The mind received kaleidoscopic combinations of millions of sensations. Of these, smells were reported to be recognized through a combinatorial coding process, where nerve cells recognized combinations. If a nerve cell had dendritic inputs, identified as A, B, C and so on to Z, it could then fire, when it received inputs at ABC, or DEF. It recognized those combinations. The cell could identify ABC and not ABD. It would be inhibited for ABD. This recognition process was recently reported by science for olfactory neurons. In the experiment scientists reported that even slight changes in chemical structure activated different combinations of receptors. Thus, octanol smelled like oranges, but the similar compound octanoic acid smelled like sweat. A Nobel Prize acknowledged that discovery in 2004.
Galactic nerve cell memories
Combinatorial codes were extensively used by nature. The four “letters” in the genetic code A, C, G and T were used in combinations for the creation of a nearly infinite number of genetic sequences. ІA discusses the deeper implications of this coding discovery. Animals could differentiate between millions of smells. Dogs could quickly sniff a few footprints of a person and determine accurately which way the person was walking. The animal’s nose could detect the relative odour strength difference between footprints only a few feet apart, to determine the direction of a trail. Smell was identified through remembered combinations. If a nerve cell had just 26 inputs from A to Z, it could receive millions of possible combinations of inputs. The average neuron had thousands of inputs. For ΙA, millions of nerve cells could give the mind galactic memories for combinations, enabling it to recognize subtle patterns in the environment. Each cell could be a single member of a database, eliminating itself (becoming inhibited) for unrecognized combinations of inputs.
Elimination the key
Elimination was the special key, which evaluated vast combinatorial memories. Medical texts reported that the mind had a hierarchy of intelligences, which performed dedicated tasks. For example, there was an association region, which recognized a pair of scissors using the context of its feel. If you injured this region, you could still feel the scissors with your eyes closed, but you would not recognize it as scissors. You still felt the context, but you would not recognize the object. So, intuition could enable nerve cells in association regions to use perception to recognize objects. Medical research reported many such recognition regions.
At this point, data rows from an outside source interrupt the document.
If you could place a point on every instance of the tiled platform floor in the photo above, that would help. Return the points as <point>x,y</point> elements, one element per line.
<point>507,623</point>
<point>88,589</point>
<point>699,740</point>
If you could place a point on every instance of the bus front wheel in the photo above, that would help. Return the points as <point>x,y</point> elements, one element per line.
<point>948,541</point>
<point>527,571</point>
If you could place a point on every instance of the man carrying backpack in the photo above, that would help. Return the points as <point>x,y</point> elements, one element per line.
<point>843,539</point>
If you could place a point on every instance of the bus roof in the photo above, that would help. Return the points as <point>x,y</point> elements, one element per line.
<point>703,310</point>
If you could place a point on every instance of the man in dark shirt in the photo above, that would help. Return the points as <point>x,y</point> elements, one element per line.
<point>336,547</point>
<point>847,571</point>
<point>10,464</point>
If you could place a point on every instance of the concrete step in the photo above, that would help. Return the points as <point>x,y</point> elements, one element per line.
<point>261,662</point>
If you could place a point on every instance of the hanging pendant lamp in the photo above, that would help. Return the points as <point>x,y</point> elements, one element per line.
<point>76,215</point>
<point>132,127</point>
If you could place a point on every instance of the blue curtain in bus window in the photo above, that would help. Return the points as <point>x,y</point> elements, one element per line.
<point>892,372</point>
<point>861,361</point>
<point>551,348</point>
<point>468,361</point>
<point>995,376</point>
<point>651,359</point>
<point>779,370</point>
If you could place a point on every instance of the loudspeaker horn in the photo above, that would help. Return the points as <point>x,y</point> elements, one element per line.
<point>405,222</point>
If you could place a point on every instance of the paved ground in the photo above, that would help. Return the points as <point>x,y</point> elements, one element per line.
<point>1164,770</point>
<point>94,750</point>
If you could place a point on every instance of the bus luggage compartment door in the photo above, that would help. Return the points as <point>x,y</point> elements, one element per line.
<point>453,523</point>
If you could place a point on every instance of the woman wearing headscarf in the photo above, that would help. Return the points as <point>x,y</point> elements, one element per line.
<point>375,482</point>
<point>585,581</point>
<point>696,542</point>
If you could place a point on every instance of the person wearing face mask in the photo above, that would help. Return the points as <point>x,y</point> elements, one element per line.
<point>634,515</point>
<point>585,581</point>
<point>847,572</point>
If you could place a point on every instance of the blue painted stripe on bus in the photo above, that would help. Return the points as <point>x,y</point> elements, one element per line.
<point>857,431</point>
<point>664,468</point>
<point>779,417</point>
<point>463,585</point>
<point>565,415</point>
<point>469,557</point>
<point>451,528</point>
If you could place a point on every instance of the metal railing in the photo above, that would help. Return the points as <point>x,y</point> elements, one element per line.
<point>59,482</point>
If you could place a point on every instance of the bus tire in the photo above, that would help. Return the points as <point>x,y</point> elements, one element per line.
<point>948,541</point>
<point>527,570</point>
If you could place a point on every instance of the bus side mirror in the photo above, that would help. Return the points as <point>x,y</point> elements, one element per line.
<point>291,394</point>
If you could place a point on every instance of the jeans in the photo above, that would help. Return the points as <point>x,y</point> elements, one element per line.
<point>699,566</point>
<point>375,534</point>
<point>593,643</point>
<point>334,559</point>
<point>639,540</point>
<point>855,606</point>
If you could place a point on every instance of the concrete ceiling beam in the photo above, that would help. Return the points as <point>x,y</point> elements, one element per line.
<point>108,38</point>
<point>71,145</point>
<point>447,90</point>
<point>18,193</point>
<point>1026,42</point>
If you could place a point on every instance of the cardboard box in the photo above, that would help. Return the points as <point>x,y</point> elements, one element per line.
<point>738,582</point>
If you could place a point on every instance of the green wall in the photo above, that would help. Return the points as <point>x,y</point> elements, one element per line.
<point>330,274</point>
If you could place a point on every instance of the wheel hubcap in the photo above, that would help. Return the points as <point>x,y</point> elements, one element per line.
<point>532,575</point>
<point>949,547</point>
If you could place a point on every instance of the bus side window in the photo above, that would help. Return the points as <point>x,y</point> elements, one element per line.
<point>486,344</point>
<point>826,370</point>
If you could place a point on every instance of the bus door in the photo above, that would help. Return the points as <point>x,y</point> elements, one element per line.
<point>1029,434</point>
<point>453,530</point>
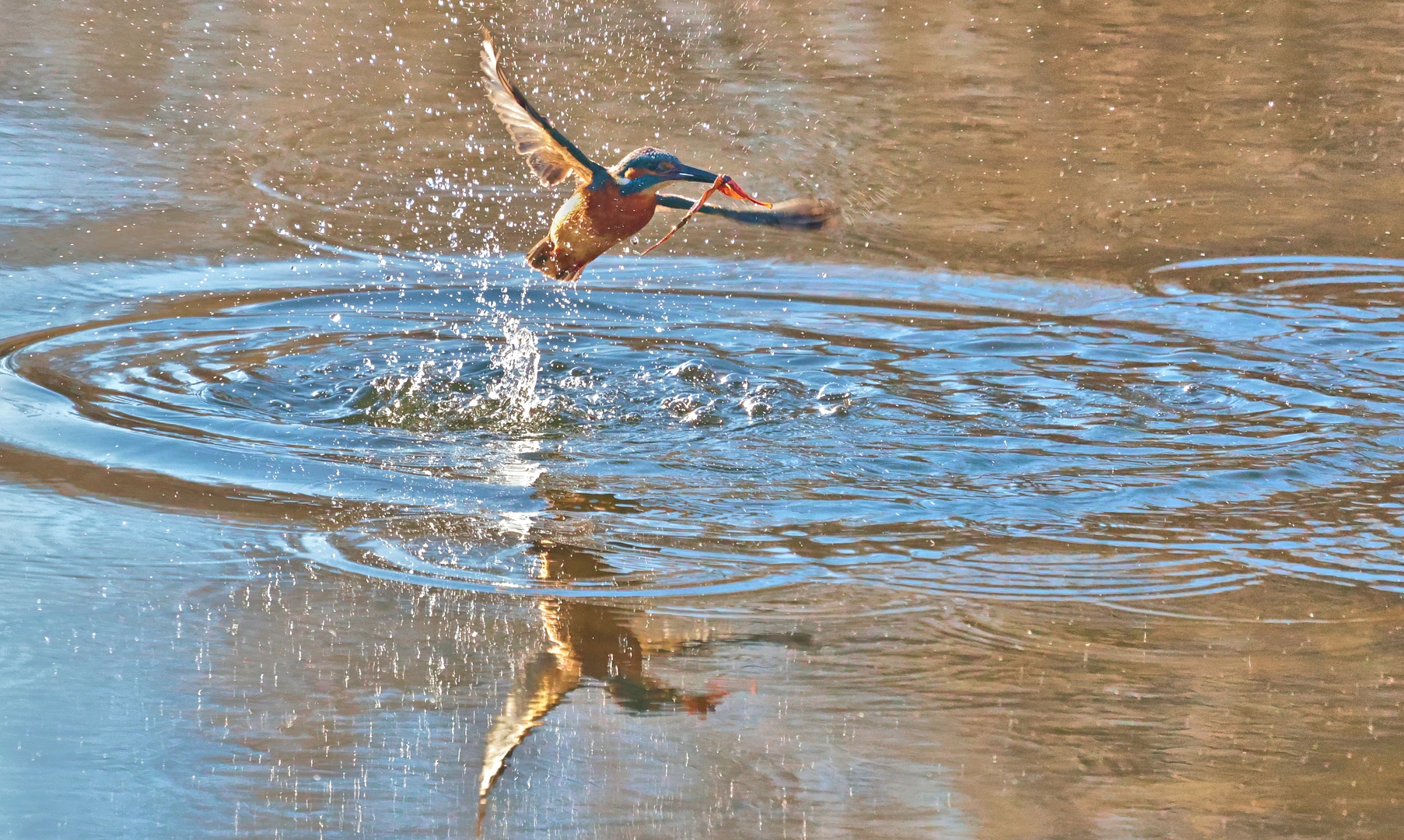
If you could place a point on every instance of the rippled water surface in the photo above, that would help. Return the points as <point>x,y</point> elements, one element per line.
<point>1051,493</point>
A pattern recognition algorithm, intuition enabled the finite intelligences in the minds of living things to respond holistically within the 20 millisecond time span. These intelligences acted serially. The first intelligence converted the kaleidoscopic combinations of sensory perceptions from the environment into nerve impulses. The second intelligence recognized these impulses as objects and events. The third intelligence translated the recognized events into feelings. A fourth translated feelings into intelligent drives. Fear triggered an escape drive. A deer bounded away. A bird took flight. A fish swam off. While the activities of running, flying and swimming differed, they achieved the same objective of escaping. Inherited nerve cell memories powered those drives in context.
The mind seamless pattern recognition
Half a second for a 100 billion nerve cells to use context to eliminate irrelevance and deliver motor output. The time between the shadow and the scream. So, from input to output, the mind was a seamless pattern recognition machine, powered by the key secret of intuition contextual elimination, from massive acquired and inherited combinatorial memories in nerve cells.